Because she was a good person and she helped people. Even those who didn’t particularly deserve it. Or because Prometheus had implanted the idea that she was a good person and helping him would somehow prove that?

She strode quickly toward her car, feeling more in control with each step away from the shop. That hadn’t gone exactly as planned, but she could handle it. She could handle anything. She was still in control.

No matter what Prometheus and his wandering fingers thought.

Chapter Five

Pandora’s Insomniac

Karma woke with a jerk, sucking in air with a hard gasp ripping her throat raw. She never came awake peacefully. The visions that chased her out of her dreams prevented that.

Gulping for oxygen, she rolled to study the illuminated face of her clock. Three-twenty in the morning. She’d managed to grab two whole hours of sleep this time. Not quite a personal best, but not far from it.

Karma untangled herself from the twisted covers and climbed out of bed, setting about the soothing routine of changing the sweaty sheets for fresh, crisp linens. She wouldn’t be getting back to sleep again tonight. Her heart rate gradually slowed as her hands went through the familiar motions, tugging and smoothing the cotton-and-silk blend.

She’d been Ciara this time. And she’d been drowning. Water had gushed into her nose and mouth, burning in her lungs, a searing pain radiating through her body as something held her under.

Since Ciara was one of her finders who spent the better part of her life floating in a pool to reduce the psychic dissonance caused by her gift, the dream was terrifyingly possible.

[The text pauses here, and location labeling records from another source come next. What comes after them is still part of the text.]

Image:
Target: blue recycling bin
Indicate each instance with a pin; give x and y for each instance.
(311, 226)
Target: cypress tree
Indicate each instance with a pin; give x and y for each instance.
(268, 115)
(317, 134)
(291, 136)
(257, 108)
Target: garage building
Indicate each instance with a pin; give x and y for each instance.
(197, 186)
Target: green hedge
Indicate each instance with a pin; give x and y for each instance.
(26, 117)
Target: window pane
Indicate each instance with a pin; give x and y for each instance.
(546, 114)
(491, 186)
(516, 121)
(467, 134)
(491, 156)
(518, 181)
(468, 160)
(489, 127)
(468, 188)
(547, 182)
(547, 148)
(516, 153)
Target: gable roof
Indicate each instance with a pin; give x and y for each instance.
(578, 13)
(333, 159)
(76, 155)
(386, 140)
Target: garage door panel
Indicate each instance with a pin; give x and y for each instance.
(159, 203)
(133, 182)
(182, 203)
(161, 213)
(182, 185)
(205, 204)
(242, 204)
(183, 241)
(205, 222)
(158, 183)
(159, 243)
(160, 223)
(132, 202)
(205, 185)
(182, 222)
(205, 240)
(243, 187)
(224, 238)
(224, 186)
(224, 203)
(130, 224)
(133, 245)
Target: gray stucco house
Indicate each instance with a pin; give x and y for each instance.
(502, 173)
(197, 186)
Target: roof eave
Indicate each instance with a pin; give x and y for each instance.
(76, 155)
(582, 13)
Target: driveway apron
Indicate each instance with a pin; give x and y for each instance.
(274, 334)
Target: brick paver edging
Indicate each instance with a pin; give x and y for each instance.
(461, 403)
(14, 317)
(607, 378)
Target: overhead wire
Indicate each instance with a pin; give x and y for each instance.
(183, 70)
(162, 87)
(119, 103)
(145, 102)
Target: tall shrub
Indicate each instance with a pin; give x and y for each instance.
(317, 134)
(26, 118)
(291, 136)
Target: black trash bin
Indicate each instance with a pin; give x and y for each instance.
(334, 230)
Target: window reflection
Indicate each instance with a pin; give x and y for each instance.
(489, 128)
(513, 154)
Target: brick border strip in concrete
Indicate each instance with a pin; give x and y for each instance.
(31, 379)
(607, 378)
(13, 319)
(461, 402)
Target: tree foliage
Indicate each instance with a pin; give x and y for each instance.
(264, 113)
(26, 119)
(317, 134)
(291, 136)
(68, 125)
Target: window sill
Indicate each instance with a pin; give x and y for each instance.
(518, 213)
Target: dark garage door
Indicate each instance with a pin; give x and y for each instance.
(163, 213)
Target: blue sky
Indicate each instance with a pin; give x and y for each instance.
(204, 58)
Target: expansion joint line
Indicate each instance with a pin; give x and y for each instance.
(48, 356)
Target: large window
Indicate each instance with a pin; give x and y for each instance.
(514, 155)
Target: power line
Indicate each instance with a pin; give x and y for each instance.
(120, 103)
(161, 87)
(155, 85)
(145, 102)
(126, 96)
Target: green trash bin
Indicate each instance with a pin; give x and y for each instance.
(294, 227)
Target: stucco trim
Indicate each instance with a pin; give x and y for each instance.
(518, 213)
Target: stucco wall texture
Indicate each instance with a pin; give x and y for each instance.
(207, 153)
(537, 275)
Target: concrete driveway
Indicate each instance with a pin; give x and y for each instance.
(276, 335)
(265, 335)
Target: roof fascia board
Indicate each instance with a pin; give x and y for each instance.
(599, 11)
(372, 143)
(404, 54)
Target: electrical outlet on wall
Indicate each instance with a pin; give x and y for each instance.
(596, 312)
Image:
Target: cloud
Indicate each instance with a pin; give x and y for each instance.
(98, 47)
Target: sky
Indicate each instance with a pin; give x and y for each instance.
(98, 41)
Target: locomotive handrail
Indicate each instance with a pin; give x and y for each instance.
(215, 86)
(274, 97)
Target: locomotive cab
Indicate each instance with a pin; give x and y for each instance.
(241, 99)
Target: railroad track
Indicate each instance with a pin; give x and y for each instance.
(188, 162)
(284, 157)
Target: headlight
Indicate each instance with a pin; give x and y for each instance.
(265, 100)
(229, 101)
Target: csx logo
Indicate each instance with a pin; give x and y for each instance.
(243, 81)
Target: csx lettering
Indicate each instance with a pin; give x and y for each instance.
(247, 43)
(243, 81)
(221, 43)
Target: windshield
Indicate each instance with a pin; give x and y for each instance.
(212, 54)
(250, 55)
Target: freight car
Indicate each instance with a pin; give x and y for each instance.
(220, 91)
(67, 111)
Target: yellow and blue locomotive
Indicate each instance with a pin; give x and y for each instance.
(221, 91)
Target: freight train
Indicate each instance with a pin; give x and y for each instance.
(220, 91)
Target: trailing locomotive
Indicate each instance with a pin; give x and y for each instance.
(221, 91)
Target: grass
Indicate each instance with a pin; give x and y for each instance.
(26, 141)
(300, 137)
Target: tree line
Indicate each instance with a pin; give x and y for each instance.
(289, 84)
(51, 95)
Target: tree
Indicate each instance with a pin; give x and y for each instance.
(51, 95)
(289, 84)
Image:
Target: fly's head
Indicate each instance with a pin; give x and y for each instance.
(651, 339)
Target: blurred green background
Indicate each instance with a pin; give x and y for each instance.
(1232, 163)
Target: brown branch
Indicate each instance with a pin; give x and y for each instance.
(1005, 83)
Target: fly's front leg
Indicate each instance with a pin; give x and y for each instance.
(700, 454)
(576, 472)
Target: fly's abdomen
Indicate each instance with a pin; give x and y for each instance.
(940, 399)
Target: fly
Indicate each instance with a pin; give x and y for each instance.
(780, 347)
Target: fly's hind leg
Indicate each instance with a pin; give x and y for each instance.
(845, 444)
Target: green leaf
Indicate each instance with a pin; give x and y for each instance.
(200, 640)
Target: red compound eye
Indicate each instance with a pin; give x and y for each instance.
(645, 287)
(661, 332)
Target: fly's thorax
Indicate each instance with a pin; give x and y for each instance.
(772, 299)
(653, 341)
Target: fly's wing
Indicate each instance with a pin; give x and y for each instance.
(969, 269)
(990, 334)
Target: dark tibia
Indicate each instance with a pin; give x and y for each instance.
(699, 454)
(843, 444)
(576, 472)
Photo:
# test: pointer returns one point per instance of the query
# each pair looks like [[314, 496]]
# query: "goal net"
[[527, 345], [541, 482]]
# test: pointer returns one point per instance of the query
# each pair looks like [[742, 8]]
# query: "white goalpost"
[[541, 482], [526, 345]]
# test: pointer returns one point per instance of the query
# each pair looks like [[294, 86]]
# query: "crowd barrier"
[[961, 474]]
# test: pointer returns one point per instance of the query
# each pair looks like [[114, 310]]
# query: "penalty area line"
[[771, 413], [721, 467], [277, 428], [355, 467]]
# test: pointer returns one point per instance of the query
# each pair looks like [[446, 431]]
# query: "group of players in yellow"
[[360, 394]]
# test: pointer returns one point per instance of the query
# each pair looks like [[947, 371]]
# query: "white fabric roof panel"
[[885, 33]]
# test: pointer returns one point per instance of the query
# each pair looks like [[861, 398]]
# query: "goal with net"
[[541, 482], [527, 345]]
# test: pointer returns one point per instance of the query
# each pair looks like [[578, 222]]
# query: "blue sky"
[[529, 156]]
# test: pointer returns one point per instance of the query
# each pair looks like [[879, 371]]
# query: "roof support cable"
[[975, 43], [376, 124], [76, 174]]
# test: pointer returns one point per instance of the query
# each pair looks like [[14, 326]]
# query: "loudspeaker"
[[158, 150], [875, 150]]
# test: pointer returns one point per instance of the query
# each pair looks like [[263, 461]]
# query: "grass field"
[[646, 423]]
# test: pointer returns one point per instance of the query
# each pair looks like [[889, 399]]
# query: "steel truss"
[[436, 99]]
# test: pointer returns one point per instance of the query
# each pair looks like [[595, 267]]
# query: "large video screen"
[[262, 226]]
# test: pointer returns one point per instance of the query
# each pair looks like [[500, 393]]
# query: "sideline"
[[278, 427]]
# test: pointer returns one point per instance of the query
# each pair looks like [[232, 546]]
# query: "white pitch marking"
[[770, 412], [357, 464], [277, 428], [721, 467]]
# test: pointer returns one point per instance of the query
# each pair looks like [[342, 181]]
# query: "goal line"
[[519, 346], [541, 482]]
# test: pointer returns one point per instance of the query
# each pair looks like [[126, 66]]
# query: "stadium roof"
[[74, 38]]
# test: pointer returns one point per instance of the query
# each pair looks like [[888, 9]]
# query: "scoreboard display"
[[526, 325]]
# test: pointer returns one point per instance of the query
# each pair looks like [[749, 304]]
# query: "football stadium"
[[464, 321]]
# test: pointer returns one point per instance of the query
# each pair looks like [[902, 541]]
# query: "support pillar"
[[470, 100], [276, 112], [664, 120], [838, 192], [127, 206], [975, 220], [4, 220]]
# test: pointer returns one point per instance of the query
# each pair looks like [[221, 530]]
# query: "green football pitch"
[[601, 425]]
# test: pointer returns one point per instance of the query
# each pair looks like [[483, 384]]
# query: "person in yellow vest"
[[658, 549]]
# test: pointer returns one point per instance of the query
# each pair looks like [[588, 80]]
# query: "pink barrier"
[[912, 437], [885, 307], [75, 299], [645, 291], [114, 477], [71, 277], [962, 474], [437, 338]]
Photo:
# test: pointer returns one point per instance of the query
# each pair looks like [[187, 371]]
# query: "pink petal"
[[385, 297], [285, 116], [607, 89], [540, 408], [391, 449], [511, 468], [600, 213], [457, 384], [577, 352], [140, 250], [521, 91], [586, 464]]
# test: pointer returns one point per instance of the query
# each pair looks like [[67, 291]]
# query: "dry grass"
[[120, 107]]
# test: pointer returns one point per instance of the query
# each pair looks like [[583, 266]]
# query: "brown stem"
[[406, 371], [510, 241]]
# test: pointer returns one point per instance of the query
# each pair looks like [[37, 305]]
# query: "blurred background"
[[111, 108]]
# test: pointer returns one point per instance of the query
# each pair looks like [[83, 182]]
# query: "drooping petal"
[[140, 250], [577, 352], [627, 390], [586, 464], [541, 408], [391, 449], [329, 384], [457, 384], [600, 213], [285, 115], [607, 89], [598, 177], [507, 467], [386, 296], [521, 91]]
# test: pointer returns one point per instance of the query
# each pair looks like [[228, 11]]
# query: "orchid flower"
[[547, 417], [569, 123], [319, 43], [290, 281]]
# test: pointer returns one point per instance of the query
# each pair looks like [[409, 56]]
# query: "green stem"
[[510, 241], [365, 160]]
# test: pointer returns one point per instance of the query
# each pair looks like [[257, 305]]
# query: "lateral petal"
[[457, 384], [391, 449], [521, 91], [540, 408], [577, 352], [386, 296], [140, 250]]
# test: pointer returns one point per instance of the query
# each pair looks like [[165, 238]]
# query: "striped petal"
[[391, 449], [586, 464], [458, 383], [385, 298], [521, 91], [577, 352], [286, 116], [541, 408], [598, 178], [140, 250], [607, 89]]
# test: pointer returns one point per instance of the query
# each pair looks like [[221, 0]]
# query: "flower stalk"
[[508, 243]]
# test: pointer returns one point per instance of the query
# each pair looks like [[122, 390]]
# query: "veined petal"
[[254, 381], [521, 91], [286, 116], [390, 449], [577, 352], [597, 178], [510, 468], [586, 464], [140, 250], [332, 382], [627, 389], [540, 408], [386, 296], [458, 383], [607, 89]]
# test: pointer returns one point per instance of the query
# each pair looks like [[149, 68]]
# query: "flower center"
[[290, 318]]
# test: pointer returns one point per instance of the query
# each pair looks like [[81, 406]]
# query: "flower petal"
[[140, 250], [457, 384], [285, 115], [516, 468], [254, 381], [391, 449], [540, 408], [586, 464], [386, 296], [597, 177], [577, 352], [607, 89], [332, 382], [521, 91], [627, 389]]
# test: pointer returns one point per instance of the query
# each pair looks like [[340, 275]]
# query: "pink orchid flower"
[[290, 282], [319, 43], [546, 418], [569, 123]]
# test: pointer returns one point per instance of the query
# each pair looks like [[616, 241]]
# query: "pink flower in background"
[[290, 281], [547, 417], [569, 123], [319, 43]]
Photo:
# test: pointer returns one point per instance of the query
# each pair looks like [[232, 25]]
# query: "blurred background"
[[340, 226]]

Ciara was currently at odds with her new FBI handler, but surely he wouldn’t hurt her, or allow anyone else to. Though Karma had never met the man, so she didn’t have much to go on.

Instinct demanded she
do something,
but years of experience had taught Karma how to read the dreams, even if she couldn’t control them, and this one wouldn’t come true for several more days, if it came true at all. No need to call Ciara at three in the morning in a panic.

She’d learned the hard way when she was a teenager that people generally appreciated her “hunches” more when they weren’t accompanied by pre-dawn hysteria.